Good meat: In any case, in the middle of it all are some brilliant observations about leadership.

A few brief quotes to give you a taste…

“If we endure faithfully, we bring gravity with us out of the grave. Life is suddenly more rich, more dense and our words more commanding. True gravitas comes in no other way, even in the life of Christ.”

“Great leadership comes from cruciform [people]; from those who have been broken as bread so that others may come and eat.”

“Men go to Bible College and they know it all. Then the Lord brings poverty, a marriage difficulty, a sick child, bereavement, betrayal… and Gandalf the Grey is torn apart. God, why are you smashing up everything you built me for? Because I am frankincense, or garlic at the very least. Like these, and olives and grapes, I was made to be crushed… this is why novices are vulnerable leaders….”

“The change we long for arrives in trials. As we suffer our moral stink lessens. We become health to others instead of a canker. For the soft-hearted, every trial is an opportunity…”

These are similar to the thinking I expect to find in Paul Tripp’s Dangerous Calling, a book waiting on my bookshelf.

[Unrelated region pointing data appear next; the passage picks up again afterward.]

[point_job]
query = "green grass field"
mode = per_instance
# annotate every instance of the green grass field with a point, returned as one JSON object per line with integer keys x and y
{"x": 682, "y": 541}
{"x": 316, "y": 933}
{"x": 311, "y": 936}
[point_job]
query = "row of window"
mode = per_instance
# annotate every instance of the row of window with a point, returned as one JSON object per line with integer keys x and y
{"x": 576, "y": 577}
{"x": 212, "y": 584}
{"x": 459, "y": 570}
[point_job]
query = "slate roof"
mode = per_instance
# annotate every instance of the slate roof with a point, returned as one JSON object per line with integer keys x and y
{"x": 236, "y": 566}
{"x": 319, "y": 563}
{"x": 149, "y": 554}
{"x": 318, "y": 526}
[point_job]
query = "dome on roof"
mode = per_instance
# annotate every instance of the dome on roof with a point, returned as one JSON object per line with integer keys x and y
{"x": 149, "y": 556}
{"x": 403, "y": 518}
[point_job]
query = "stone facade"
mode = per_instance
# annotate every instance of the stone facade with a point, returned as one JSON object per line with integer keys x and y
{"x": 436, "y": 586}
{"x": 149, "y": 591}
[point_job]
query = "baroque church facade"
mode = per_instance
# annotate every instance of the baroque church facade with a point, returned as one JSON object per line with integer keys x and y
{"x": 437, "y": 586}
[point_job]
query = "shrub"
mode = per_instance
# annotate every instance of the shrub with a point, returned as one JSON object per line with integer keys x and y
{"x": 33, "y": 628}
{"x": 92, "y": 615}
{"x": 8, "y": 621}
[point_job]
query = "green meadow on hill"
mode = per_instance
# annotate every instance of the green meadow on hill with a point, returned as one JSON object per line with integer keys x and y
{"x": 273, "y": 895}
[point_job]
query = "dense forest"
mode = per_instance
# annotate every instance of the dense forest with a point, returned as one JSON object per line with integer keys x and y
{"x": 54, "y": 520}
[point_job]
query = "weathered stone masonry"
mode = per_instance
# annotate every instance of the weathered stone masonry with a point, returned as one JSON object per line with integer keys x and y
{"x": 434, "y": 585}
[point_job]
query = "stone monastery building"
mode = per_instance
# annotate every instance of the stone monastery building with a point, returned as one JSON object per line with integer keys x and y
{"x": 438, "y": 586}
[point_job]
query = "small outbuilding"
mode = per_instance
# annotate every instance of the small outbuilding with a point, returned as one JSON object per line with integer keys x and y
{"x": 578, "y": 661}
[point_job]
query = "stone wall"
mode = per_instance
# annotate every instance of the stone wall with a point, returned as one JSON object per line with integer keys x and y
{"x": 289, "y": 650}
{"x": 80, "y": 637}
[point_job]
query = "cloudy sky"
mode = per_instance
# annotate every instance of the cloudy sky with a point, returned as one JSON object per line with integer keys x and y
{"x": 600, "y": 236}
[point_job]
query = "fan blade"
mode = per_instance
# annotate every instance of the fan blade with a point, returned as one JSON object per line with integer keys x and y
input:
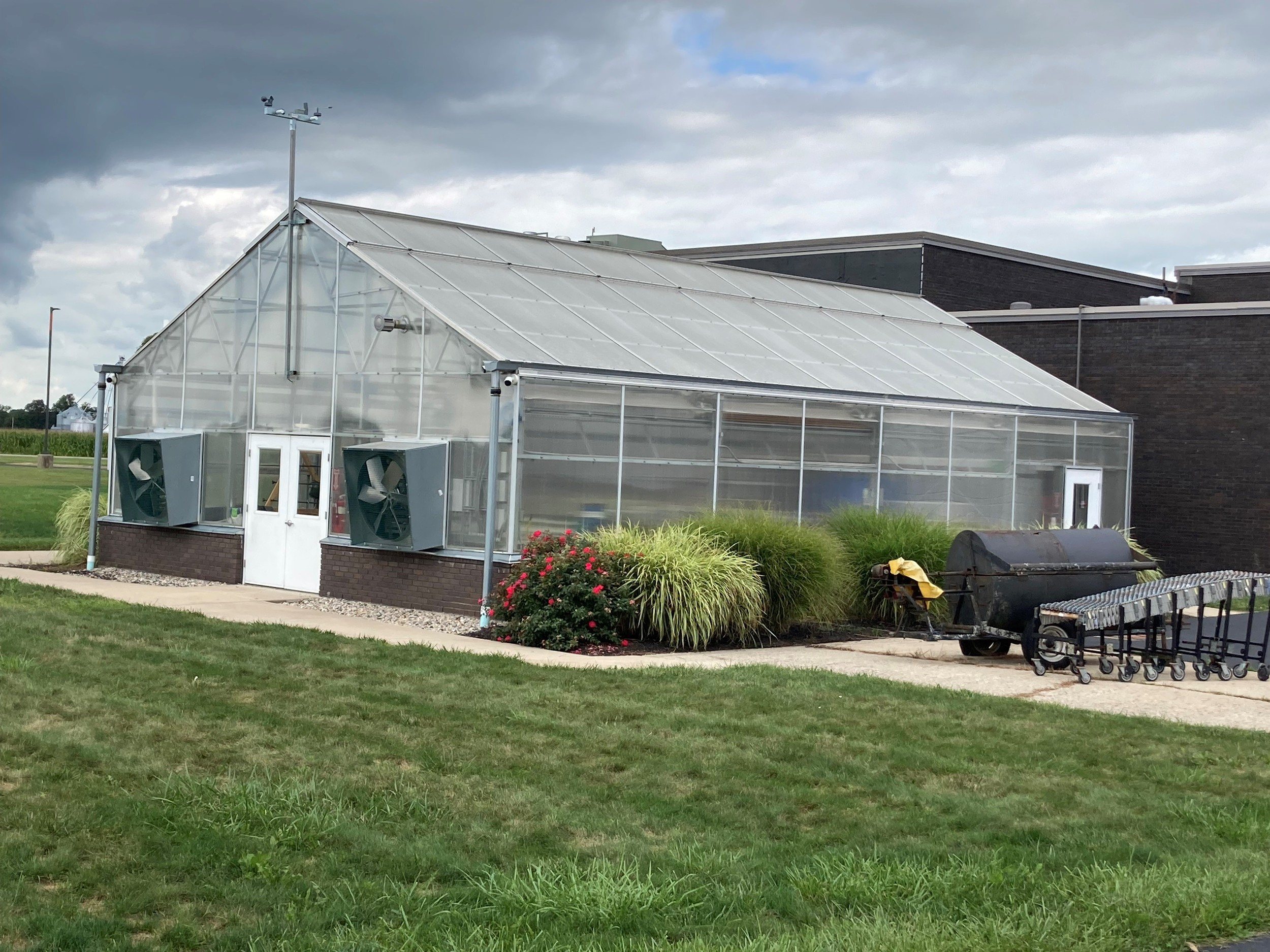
{"x": 375, "y": 473}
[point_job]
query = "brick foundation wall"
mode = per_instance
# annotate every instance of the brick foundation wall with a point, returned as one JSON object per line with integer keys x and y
{"x": 1202, "y": 456}
{"x": 214, "y": 556}
{"x": 405, "y": 579}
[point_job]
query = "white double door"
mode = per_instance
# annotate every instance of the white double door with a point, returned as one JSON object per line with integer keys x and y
{"x": 288, "y": 499}
{"x": 1083, "y": 498}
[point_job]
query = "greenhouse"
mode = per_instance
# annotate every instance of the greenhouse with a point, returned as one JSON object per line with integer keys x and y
{"x": 631, "y": 387}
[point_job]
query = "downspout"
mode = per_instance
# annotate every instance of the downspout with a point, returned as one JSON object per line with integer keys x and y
{"x": 496, "y": 394}
{"x": 1080, "y": 328}
{"x": 102, "y": 370}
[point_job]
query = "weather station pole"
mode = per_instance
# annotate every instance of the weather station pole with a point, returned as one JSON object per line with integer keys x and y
{"x": 103, "y": 370}
{"x": 46, "y": 457}
{"x": 293, "y": 117}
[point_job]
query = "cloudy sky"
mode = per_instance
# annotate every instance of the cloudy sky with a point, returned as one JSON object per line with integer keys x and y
{"x": 136, "y": 163}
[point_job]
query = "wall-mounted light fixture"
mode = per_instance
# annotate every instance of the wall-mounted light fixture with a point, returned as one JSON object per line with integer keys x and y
{"x": 387, "y": 324}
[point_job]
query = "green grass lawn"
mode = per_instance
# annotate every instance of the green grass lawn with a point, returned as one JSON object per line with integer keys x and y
{"x": 29, "y": 498}
{"x": 176, "y": 782}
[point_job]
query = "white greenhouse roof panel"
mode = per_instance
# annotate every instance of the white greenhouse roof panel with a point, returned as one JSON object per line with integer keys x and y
{"x": 557, "y": 303}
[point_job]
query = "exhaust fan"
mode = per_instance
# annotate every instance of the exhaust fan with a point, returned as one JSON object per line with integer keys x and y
{"x": 158, "y": 476}
{"x": 397, "y": 496}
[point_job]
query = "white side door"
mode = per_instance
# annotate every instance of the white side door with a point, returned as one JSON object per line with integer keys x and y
{"x": 265, "y": 523}
{"x": 289, "y": 490}
{"x": 1083, "y": 498}
{"x": 309, "y": 486}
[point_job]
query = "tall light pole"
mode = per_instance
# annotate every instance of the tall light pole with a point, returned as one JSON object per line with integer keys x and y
{"x": 46, "y": 458}
{"x": 293, "y": 117}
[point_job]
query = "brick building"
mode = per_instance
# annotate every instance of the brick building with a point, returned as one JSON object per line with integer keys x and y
{"x": 1192, "y": 372}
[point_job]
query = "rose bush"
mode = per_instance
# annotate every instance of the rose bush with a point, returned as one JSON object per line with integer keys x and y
{"x": 563, "y": 595}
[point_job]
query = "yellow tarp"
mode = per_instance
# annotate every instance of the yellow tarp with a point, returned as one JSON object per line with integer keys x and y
{"x": 912, "y": 570}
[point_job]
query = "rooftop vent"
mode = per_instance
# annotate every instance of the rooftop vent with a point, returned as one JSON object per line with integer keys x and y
{"x": 628, "y": 242}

They’re also the kinds thoughts I see when Paul writes, as a spiritual father to his son in the faith, Timothy. The young need older and wiser voices who will walk ahead of them. Bull suggest we need less Alpha Males and more of the Omega variety. Paul – aged, bruised, tempered, refined, scarred, imprisoned, mortal, on death row – calls Timothy to wisdom following him in Christ, through the fire of persecution and the ongoing exposure of his heart to the Scriptures… instead of the brash overconfidence of fools who sabotage themselves with their bold moves.

Brokenness and vulnerability alone aren’t what’s needed. Anyone can confess their sins, though few dare. Rather we need broken people who come empty – like Naomi – saying I’ve got nothing but Christ was broken for me. So too as Timothy is broken with Christ he’ll be able to feed others. And though he wont look impressive an intangible quality will authenticate his persuasive words.

Such people, as they limp, can lead us where we need to be. And can lead us through the messy middle of our journey, where we mostly find ourselves. The gospel is best told by cruciform people.

[1] There is an entire chapter on the theological/typological significance of bones, and why we spit them out. Just saying.